What do you mean by that? Once a restaurant has a hat, expectations become so unbelievably high. The talent pool becomes small and volatility, which always exists within food and service, becomes inexcusable. I suppose by this I mean, the higher you fly, the higher you have to fall. Once you get that hat, you basically have to hold on to it for dear life, as losing it can be so damaging to your business – the hat brings such notoriety and such pressure to perform at the same time. And as much as we aim to please all our patrons, at the end of the day you can’t please everyone – having the hat just creates such huge expectations, and the lucrative enticement doesn’t always deliver, because you spend so much money maintaining it.
So tell us about your style of food, Dave.We aim to keep it fairly simple at the Mullet – no fancy foams or fiddly stuff. Our main philosophy rests with utilising fresh produce, meaning local too – as much as we can. I believe that if you have a truly superior example of an ingredient, you don’t need to do too much to enhance it. A bit of skill in the cooking technique and some clever and subtle accompaniments and seasonings are all you need. I have worked with the likes of Luke Mangan and The Cargo Group in London; however, it was a local restaurant in Bowral that etched the seafood philosophy into me … yes, Bowral.
You have also been awarded a glass rating as well. What does this mean? The Guide gives a glass to restaurants which showcase an exceptional and comprehensive list. Gourmet Traveller has also awarded us with a glass for the last three years as well.

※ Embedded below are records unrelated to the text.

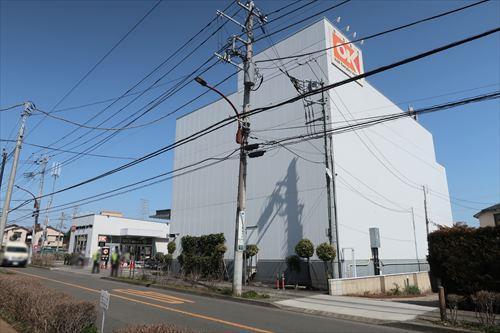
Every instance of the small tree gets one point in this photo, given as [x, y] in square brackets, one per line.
[305, 249]
[326, 252]
[293, 263]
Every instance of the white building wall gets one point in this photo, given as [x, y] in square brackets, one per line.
[116, 226]
[286, 195]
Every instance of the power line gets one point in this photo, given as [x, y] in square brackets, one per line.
[11, 107]
[173, 54]
[229, 120]
[70, 151]
[156, 179]
[102, 59]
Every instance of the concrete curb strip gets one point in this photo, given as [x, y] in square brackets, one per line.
[197, 293]
[422, 327]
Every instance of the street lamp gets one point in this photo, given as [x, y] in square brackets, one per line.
[36, 212]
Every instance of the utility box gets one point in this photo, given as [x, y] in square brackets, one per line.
[374, 238]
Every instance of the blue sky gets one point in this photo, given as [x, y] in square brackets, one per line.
[46, 47]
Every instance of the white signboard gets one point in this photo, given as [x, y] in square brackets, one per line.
[104, 300]
[241, 229]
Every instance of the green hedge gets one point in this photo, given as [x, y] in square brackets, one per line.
[466, 259]
[203, 256]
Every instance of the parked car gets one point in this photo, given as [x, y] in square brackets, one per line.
[14, 254]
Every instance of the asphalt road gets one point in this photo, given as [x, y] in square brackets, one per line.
[132, 304]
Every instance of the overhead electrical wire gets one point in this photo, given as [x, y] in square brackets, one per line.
[69, 151]
[156, 180]
[102, 59]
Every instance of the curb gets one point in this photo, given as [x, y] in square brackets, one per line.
[334, 315]
[197, 293]
[42, 267]
[417, 326]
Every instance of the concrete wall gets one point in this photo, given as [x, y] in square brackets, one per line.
[379, 284]
[380, 170]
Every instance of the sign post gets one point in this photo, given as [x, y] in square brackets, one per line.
[104, 305]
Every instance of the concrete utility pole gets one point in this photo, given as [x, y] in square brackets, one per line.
[330, 183]
[36, 212]
[415, 237]
[42, 161]
[243, 131]
[28, 108]
[425, 210]
[303, 86]
[2, 167]
[61, 225]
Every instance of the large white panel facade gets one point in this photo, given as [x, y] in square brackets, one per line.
[380, 169]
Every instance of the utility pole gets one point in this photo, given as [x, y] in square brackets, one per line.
[4, 160]
[331, 185]
[28, 107]
[243, 131]
[415, 237]
[303, 86]
[425, 210]
[61, 225]
[42, 161]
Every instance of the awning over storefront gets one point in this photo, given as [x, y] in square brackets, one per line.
[142, 233]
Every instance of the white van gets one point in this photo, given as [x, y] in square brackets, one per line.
[14, 254]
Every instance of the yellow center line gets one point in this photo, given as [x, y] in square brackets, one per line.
[187, 313]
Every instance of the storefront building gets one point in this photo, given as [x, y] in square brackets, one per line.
[139, 238]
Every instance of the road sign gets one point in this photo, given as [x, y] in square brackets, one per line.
[104, 300]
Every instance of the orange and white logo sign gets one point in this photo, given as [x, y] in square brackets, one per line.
[346, 56]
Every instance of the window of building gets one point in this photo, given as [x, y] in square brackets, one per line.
[496, 217]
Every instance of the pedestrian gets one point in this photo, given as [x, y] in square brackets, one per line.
[96, 258]
[81, 258]
[115, 262]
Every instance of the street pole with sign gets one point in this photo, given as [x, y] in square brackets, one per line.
[104, 305]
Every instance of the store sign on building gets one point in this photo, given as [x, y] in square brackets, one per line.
[102, 240]
[347, 57]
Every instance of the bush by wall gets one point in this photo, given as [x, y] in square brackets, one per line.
[35, 308]
[202, 257]
[466, 259]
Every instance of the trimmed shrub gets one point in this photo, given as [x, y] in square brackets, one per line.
[326, 252]
[39, 309]
[304, 248]
[466, 259]
[251, 250]
[155, 328]
[486, 305]
[202, 257]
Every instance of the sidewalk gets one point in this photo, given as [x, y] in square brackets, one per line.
[357, 308]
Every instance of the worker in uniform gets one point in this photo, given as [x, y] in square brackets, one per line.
[96, 258]
[115, 262]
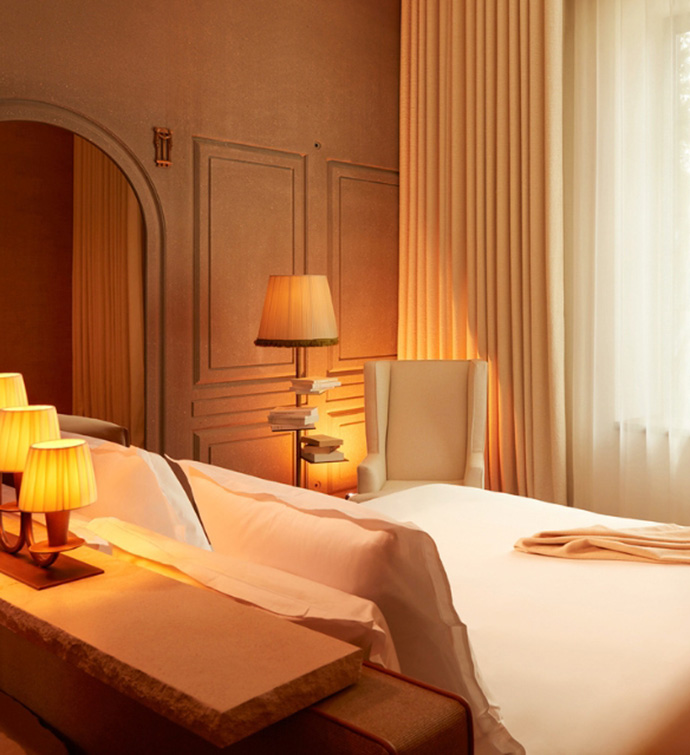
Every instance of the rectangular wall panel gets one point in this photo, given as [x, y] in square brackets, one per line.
[363, 265]
[250, 224]
[364, 253]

Lou is responsible for maintaining our list, and he spends countless hours on this – as we speak, he is in Sydney for an imported tasting (or so I am led to believe) to further his awareness on current releases from Bordeaux, Burgundy and Spain. We do have a very strong list for any restaurant, let alone a regional restaurant.

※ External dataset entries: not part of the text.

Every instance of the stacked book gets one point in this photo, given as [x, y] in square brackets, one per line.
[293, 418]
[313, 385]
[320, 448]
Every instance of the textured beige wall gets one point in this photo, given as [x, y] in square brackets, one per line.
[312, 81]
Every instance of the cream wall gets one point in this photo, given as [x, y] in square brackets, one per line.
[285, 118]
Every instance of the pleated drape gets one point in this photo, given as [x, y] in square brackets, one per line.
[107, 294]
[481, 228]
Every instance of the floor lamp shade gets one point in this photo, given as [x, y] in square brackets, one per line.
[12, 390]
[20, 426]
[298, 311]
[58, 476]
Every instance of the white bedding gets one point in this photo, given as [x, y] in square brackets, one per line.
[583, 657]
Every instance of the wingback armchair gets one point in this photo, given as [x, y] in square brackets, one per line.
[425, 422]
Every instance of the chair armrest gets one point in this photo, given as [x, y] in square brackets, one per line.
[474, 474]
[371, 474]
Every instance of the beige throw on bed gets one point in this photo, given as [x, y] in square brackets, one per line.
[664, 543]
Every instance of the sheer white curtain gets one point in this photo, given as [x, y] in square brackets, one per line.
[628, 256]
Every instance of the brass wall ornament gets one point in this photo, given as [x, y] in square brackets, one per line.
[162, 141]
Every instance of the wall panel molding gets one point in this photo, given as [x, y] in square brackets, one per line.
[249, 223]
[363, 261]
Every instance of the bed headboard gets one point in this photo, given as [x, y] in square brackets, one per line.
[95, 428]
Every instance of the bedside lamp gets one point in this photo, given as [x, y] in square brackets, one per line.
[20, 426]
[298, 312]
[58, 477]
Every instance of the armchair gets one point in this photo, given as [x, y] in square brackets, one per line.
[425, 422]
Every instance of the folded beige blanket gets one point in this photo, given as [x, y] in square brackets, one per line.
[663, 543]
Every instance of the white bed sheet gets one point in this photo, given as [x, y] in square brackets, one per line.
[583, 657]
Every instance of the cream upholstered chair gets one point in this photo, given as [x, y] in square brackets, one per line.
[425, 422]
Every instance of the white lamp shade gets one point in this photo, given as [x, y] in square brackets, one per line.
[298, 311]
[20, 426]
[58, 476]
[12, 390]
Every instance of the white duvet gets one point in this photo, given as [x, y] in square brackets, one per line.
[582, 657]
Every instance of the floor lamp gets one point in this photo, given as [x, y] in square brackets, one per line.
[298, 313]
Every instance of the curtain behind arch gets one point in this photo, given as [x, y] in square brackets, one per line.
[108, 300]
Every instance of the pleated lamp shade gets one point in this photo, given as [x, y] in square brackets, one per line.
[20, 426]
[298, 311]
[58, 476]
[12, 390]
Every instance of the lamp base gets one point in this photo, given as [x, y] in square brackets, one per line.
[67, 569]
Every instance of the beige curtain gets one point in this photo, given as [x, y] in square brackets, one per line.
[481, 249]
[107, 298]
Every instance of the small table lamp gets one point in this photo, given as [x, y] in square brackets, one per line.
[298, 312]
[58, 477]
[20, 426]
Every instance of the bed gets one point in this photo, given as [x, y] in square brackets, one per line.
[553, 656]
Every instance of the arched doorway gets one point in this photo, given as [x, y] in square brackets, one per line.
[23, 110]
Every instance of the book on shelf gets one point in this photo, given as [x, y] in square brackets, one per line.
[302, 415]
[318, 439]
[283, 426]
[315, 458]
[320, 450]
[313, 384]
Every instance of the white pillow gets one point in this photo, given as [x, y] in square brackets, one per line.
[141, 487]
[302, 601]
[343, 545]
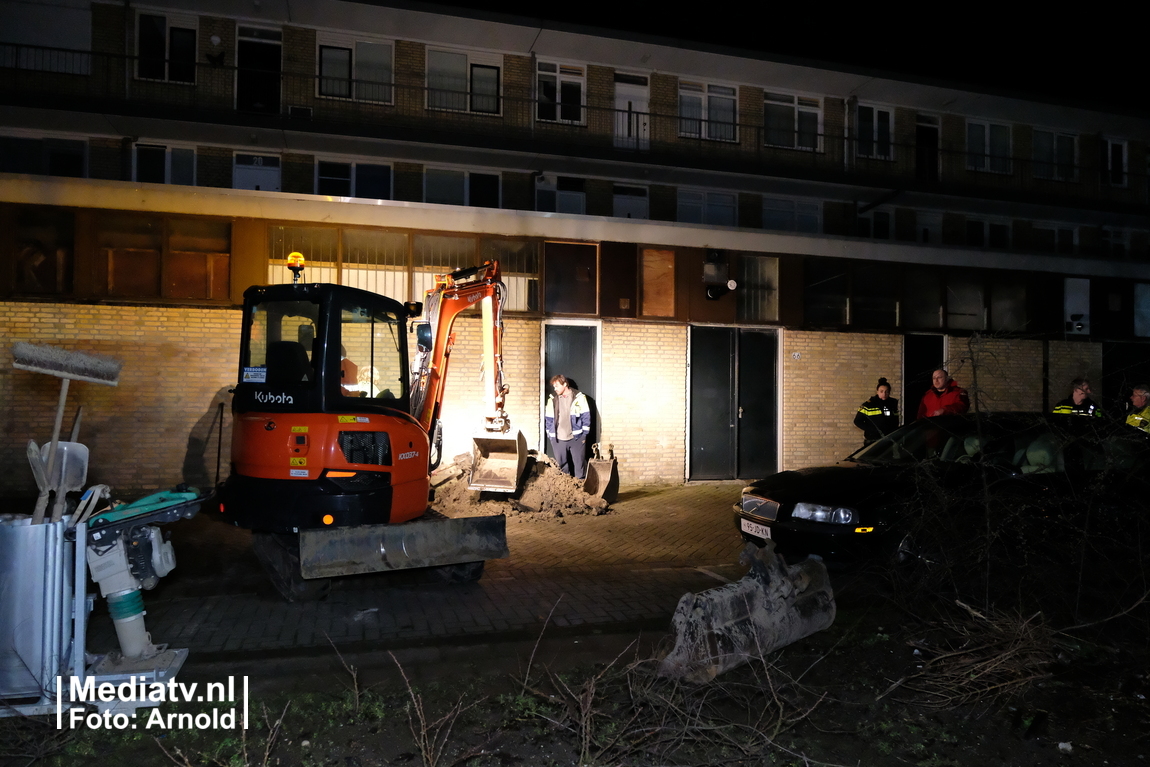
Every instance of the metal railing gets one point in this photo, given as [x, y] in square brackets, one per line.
[220, 93]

So what’s next? We have our spring menu out at the moment, and one of my favourites is our Blue Eye Cod with sweet corn fritter, avocado soup and wombok and blood orange salad and our Spanner Crab taco (back after serious demand) – both really fresh and super tasty. The pork belly is an institutional dish with us, consistently pleasing our guests.
And what about dessert? It seems to be all the rage at the moment, with dessert bars opening throughout the US and Europe?
It’s funny you mention that, as I am currently working on the dessert menu; I promised Chris (a regular) that I would have a few new items for him when he returns from holidays.
Any sneak previews? You’ll have to watch this space, as I should have things nutted out by the time this interview goes to press … but, I really should go, because I need to finalise these desserts for Chris … I can hear his plane approaching.
Thanks for your time, David.
PICTURED: Left to Right, Dylan Cashman, David Henry, Kieran Ari.